Family Values and the Modern Woman

For being unemployed, I’ve been strangely busy lately. I have several thoughts swirling around my head, so let’s see if I can arrange some of them in at least a semi-articulate way.

I was having a conversation with a friend earlier today and at some point we ended up on the topic of marriage and family. She was telling me about a conversation she had with her dad about how the value society places on family has shifted over the years. And there has been definite shifts, I don’t think there’s any denying that.

If we look back at say the 1950s, the ideal was a nuclear family. A woman’s end goal a lot of the time was to get married and have children. The husband was the one with the career who supported his family financially. Enter the 1960s, with all sorts of interesting cultural shifts, including the sexual revolution. Things begin to change, but for the most part, women who are getting married are still doing so at a fairly young age. Having children is still the norm. Flash forward a few more decades, to the 1990s. Now the average marriage age is significantly higher. More and more women are career-focused. The concept of the family has changed. If a woman gets married and wants to have kids, cool. If she doesn’t, that’s cool too. Different types of families are now more prevalent – same-sex couples, single moms, single dads, varying assortments of relatives living in one household, etc. And family isn’t just biological relatives anymore – family is whoever an individual values the most, cares for the most, goes through the most with.
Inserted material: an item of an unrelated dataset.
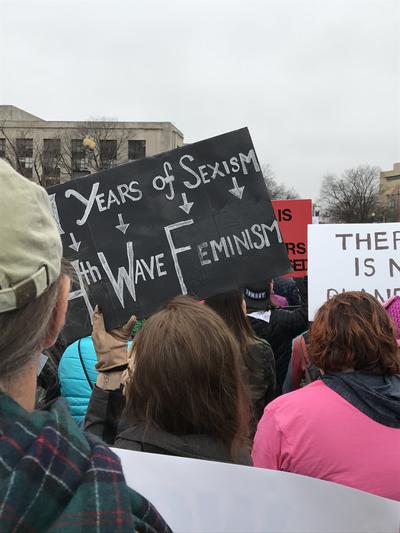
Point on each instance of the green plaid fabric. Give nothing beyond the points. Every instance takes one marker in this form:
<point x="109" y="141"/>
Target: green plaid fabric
<point x="55" y="478"/>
Now let’s consider things today. The average age of marriage is still higher, the concept  of family has a continually expanding range of meanings, gender is more fluid and more obviously a construct, and female empowerment and supporting women’s rights is now a global goal. Things are considerably different now than in the 1950s. In some ways, more complicated and confusing. Personally, I no longer feel the same need to get married that I did when I was younger. If it happens, it happens. If it doesn’t, that’s fine too. And I am well aware that this is far from every woman’s reality. The concepts of sex and gender vary so greatly dependent on culture, environment, religion, society, economics and politics – that it’s impossible to ever describe the full reality of what it means to be female. However, if I am to generalize the reality I am most familiar with, I do have to agree with my friend’s dad – the concept of the individual now seems to take precedence over the concept of family. I see examples of this everyday, even within my own household. The environment my youngest brother, who is 11 years younger than me, is growing up in is seemingly more individualistic than my own. And yes there are certain negatives to this, but I do not see this shift as all bad. I like to think that decent people will always invest time and energy into the people who mean the most to them, biological family or otherwise. In some ways, this is a definite departure from traditional family values. The individual first concept is a product of world with less boundaries in all senses of the word – social constructs mean less, open-mindedness means more and the globe is more interconnected than ever.

So yes, as a society, I think we are more individually-focused now than in the past. We are also more globally focused. The concept of family might sometimes be outweighed by the concept of what it means to be human. We live in an increasingly complex, terrifying and amazing world. We never have complete control, so I think it makes sense to value most what we do have control over: how we live our own lives and who we keep close to us while we live our lives.